Oh I see...LOL, I thought by best you meant best selling. 

If you mean best as far as the fun factor...there are a lot of good ones. If you like building up your base over time, and gathering resources as well as progressing through "ages", try this GEM out! (Probably MY favorite strat. game)

[video=youtube;NRNbMv5RRMM]http://www.youtube.com/watch?v=NRNbMv5RRMM[/video]

Feels a lot like AOE, but more modern.

R.u.s.e. is super fun as well...

http://www.youtube.com/watch?v=wgMtI3YrTW8 (Can only post one embedded Youtube video per post)

Ruse being more like a capture-points-to-gain-resources game, and Rise of Nations being VERY similar to the way AOE operates; Recourse gathering, progressing through ages in time...ect. But instead of tribes it is nations. The single player campaign on both is super entertaining. Multiplyer being better on R.O.N. IMO, but RON is a way older game, so there is probably little-to-no servers for it.

Oh man...watching that RON video brings me back.


----------



## Padawanbater2 (Jul 27, 2013)

Yep, I remember RON! That game was awesome just like AOE! I forgot about it till you posted that clip! Great game! 

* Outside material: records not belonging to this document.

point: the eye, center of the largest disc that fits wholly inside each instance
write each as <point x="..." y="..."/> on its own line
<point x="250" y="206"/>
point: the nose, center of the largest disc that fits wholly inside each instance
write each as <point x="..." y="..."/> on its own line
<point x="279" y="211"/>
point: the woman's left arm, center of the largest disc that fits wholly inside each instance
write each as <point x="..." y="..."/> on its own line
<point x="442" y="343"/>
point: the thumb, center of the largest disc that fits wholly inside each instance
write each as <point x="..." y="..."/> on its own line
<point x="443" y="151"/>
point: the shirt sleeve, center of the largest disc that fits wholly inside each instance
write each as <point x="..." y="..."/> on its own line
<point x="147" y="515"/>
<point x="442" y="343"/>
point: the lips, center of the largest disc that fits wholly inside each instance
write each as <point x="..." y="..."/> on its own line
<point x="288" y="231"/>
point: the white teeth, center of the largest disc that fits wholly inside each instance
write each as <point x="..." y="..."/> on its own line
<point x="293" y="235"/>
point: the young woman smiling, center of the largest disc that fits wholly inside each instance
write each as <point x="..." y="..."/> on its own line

Time to look for a torrent!! lol!

I started out with real time strategy games like that with Fallout 2, son of a bitch that game was amazing back in the day, I think I was in middle school when I was playing that on my shitty HP PC. I remember I used to stay home from school just to play it! The goryness factor definitely appealed to my mind back then, that stuff was amazing, next level, shit you'd only see in movies.. It's interesting to watch the evolution from a vantage point of knowing and playing the origin of the series, same thing with GTA, I was there from almost the beginning, GTA2, top view, fucking amazing game! This was in like 1995,1996, then GTA3 came out when I was in middle school around 1999, 2000. A buddy of mine bought it for PS2 and we played it endlessly! Vice City, San Andreas, 4, now V! I can't even remember the last time I was this excited for a game, probably not since BF3! Rockstar is a really interesting company, I have a feeling the artists behind the games are hardcore gamers themselves, they know what gamers want and what to put into their games. A friend of mine and I have been talking about a game like this since the early 2000's, I can't wait to see what the future of gaming holds, holy shit! Especially with new tech like the Oculus Rift!


----------



## rizzlaking (Jul 30, 2013)

all the command and conquers and a lot RTS games 

pc was always my true love sigh , to expensive to maintain at the moment


----------